In what might be described as serendipity or, if you're of that mind, the Universe working in a mysterious way, I completed the article just a few days before It's Our City, the Sheffield Community Group launched their plans to create a petition about the City's democratic structure. The petition is aimed at calling on and possibly forcing Sheffield City Council to hold a referendum on changing to a Committee style structure away from the Strong Leader model we currently have.

If you read the article, via the linked title above, you will see that, between the Strong leader model of Governance and the impact of Austerity there has been a withdrawal by the Council into a more centralised decision making process. One that excludes the public (intentionally or not is immaterial) from having the voice and influence over decisions that we once enjoyed.

We all recognise how austerity and the gutting of Local Government finances has debilitated much of what Council's all over the country can do but, the way we respond to that reduced capacity is key to our ability to resist it's worst effects.

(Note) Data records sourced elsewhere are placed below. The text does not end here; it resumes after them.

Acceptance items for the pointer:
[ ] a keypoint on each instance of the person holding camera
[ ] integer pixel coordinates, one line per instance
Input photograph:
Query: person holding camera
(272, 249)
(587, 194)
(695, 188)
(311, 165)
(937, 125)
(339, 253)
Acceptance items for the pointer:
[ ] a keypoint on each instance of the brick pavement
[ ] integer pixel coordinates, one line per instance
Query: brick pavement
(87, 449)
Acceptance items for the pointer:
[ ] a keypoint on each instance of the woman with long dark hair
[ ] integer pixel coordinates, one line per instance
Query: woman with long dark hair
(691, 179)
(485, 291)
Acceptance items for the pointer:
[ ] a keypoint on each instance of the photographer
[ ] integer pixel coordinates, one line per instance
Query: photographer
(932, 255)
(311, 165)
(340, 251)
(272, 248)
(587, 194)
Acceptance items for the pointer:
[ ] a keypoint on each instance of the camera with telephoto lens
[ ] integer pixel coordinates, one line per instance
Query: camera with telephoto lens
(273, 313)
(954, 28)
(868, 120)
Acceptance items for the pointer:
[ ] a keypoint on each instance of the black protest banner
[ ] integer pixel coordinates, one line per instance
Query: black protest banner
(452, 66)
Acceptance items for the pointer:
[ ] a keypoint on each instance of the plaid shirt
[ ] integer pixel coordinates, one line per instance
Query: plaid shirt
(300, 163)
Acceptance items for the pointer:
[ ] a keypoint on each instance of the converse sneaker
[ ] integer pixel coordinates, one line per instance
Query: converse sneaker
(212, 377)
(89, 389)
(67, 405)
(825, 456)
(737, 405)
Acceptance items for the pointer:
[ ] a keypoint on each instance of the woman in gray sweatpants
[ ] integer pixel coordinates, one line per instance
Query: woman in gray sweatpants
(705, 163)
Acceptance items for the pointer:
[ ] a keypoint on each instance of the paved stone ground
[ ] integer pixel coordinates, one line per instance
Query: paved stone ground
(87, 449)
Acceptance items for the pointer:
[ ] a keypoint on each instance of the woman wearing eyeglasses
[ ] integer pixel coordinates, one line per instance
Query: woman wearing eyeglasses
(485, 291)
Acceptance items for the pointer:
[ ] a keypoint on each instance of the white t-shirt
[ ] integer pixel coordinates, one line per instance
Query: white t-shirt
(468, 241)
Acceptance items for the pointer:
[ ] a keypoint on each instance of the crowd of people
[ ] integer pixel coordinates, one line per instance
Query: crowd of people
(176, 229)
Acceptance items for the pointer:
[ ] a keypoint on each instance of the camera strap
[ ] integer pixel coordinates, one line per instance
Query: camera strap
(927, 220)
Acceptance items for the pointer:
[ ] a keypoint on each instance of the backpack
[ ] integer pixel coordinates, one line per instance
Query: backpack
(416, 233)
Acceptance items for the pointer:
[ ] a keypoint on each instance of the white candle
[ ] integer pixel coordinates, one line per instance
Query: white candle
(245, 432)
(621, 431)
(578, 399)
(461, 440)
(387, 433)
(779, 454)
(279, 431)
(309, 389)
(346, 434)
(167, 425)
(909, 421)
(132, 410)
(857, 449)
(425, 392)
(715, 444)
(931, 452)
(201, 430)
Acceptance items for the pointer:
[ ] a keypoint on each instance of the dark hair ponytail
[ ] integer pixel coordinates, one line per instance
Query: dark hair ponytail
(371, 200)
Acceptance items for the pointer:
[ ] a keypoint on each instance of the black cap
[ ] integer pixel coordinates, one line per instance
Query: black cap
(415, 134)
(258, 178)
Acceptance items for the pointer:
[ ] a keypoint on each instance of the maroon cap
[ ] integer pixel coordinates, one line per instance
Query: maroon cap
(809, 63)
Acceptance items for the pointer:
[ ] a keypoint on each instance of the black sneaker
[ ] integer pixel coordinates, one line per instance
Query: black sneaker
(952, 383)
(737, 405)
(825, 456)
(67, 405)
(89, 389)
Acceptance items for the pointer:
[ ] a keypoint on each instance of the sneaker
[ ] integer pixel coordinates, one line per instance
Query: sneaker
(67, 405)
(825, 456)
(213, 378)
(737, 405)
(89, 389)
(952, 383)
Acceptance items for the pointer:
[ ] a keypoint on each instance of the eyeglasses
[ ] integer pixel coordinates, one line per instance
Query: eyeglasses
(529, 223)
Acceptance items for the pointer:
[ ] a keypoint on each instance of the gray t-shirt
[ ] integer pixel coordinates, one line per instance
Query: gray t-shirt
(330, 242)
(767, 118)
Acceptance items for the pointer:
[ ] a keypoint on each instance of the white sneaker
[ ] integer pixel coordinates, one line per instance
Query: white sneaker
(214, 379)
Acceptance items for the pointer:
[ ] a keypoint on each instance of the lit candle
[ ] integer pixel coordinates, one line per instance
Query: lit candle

Greater participation from the city's people, investment in that participation and encouragement of that participation is absolutely vital. Councils need to loosen their obsessive control over so many aspects of what we are allowed to do, as community groups, as volunteers and as individuals wanting to support the needs of our city. They need to get behind local initiatives because they work, not because they fit a 'Party Political' agenda and grasp the nettle that is collaborative working within their decision making. An inability to see beyond the pound notes of a proposal or a deal or an opportunity is detrimental to good decision making. We need, in this City, at this time an appreciation of the 'Social Good' that can be done if we will only take the risk.

No one Political Party, Corporation, Voluntary Organisation or Individual has all the answers and nobody is right all the time. Looking at the way Council and Councillors respond to challenge and criticism, you would not believe that. Defensiveness and a bunker down attitude prevails and that is detrimental to making decisions that really benefit locally, and not just in the public purse, but in people's lives and their wellbeing.

I suspect there are few in Council who will read this and agree with me but I am very aware that there are Councillors of the current administration and many members of their political party who are uncomfortable with the way this city is managing itself. We must encourage those people to be more open in challenging the status quo and to put the people of the city before their 'Party' loyalty and the detrimental consequences that begets.